À medida que a turbulência global se aprofundou e a geopolítica tomou conta da economia, as fissuras na máquina de consenso começaram a aparecer. A regra consagrada de alcançar a unanimidade em assuntos externos, em particular, foi alvo de intenso escrutínio.
O que antes era conhecido como o Efeito Bruxelas tornou-se agora o "Defeito de Bruxelas", diz Henry Farrell, professor de assuntos internacionais na Universidade Johns Hopkins e coautor do livro How America Weaponized the World Economy.
"A política de poder nunca desapareceu tanto quanto as pessoas acreditavam, e agora está de volta. E assim que as velhas suposições começam a desmoronar, é provável que acelerem um processo de mudança auto-reforçador", disse Farrell à Euronews.

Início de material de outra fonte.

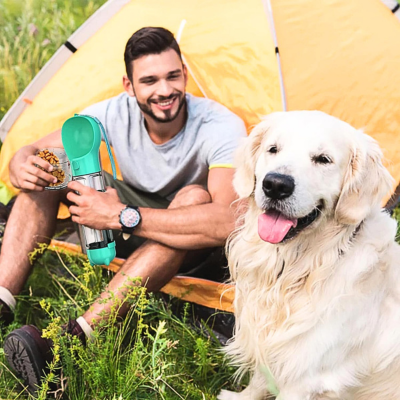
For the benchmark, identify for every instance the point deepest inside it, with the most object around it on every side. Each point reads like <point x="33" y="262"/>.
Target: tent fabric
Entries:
<point x="195" y="290"/>
<point x="340" y="57"/>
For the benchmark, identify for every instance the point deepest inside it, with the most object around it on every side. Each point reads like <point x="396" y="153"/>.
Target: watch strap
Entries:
<point x="124" y="228"/>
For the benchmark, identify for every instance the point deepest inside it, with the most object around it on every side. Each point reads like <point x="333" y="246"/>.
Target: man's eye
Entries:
<point x="322" y="159"/>
<point x="273" y="149"/>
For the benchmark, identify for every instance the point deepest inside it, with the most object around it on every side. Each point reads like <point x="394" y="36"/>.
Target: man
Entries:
<point x="175" y="153"/>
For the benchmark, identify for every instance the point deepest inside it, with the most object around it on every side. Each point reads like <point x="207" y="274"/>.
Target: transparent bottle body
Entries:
<point x="93" y="238"/>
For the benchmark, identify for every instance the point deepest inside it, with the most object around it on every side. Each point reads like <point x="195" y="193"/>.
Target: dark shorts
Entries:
<point x="205" y="263"/>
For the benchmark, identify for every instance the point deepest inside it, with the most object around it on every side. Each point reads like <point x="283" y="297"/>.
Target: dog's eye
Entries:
<point x="273" y="150"/>
<point x="322" y="159"/>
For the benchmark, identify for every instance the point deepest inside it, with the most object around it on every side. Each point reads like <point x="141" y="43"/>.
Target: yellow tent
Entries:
<point x="254" y="56"/>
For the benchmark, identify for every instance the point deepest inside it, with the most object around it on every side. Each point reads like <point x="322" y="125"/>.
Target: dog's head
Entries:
<point x="300" y="165"/>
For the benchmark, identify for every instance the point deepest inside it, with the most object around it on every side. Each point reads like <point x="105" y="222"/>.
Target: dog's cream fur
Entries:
<point x="321" y="311"/>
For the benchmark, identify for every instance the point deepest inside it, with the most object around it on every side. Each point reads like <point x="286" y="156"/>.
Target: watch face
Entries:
<point x="130" y="217"/>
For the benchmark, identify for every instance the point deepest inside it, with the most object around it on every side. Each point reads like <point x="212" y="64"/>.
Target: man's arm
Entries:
<point x="24" y="174"/>
<point x="192" y="227"/>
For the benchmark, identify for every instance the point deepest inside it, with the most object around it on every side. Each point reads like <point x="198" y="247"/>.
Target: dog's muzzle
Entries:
<point x="278" y="186"/>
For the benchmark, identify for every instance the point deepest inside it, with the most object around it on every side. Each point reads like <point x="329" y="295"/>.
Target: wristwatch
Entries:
<point x="129" y="219"/>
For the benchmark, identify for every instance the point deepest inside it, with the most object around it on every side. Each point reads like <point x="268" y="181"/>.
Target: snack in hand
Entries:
<point x="58" y="172"/>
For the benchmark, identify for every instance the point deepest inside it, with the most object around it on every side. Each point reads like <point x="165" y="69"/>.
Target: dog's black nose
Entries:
<point x="278" y="186"/>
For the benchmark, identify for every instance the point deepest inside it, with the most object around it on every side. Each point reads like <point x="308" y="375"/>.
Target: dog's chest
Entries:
<point x="306" y="336"/>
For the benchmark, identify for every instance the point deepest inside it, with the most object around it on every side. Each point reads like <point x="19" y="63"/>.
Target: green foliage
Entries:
<point x="151" y="354"/>
<point x="31" y="31"/>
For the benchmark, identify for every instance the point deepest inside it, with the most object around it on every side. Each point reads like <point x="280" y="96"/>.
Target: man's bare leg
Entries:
<point x="32" y="220"/>
<point x="153" y="262"/>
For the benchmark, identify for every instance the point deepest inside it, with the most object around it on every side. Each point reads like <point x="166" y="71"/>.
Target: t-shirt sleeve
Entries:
<point x="225" y="136"/>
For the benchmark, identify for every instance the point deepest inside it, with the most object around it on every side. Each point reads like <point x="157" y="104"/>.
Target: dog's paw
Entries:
<point x="228" y="395"/>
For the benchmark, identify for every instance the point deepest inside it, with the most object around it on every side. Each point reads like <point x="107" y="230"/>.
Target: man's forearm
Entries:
<point x="191" y="227"/>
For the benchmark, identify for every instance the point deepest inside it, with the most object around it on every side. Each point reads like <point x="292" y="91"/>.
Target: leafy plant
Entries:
<point x="151" y="354"/>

"Entidades políticas como a UE, que estavam profundamente comprometidas com a interdependência multilateral, são profundamente vulneráveis a estas táticas."
Pelo contrário, os EUA, China, Rússia e outras nações não estão limitados por procedimentos internos complicados e podem apertar pontos críticos, seja moeda, minerais ou combustíveis fósseis, com um simples decreto, sem esperar pela aprovação de ninguém. Em outras palavras, podem fundir o poder de mercado e a segurança nacional numa única ação. O seu crescente desdém pelas regras internacionais só fortaleceu a sua disposição.
Na UE, esta fusão é dificultada pela divisão interna de competências: o poder de mercado está com a Comissão, e a segurança nacional está com os Estados-membros.
"A UE tem opções em princípio. Os seus mercados e regras poderiam fornecer-lhe pontos críticos poderosos que ela pode usar ou ameaçar usar para se proteger", disse Farrell. "Mas para fazer isso, a UE precisa comprometer-se totalmente. Não é credível para a UE falar sobre o Instrumento Anti-Coerção a menos que esteja disposta a usá-lo contra outras potências."
Eventos recentes, como a invasão da Ucrânia pela Rússia e o retorno de Trump à Casa Branca, suscitaram um debate sobre como reformar o bloco para aumentar a sua influência global.
Mario Draghi, por exemplo, propôs grandes empréstimos conjuntos, consolidação em setores estratégicos, uma preferência pelo "Made in Europe" e auxílios estatais para tecnologia de ponta. Mais ambiciosamente, sugeriu um modelo de federação europeia.
Entretanto, von der Leyen afirmou: "É tempo de nos libertarmos das amarras da unanimidade."
Todas estas soluções são desenhadas para conceder maior autoridade às instituições de Bruxelas e garantir que os 27 Estados-membros possam ultrapassar os seus interesses díspares e operar no palco global de forma mais rápida, decisiva e estratégica. Para Draghi e von der Leyen, a centralização é um requisito essencial para combater a utilização de recursos como armas.
Ironia do destino, as soluções que propuseram são, em maior ou menor grau, resistidas pelas capitais, que, afinal, continuam a ser os detentores finais do poder.
"Claro que este caminho quebrará tabus de longa data. Mas o resto do mundo já quebrou os seus", disse Draghi no seu discurso. "Para a sobrevivência da Europa, devemos fazer o que não foi feito antes e recusar-nos a ser travados por limites auto-impostos."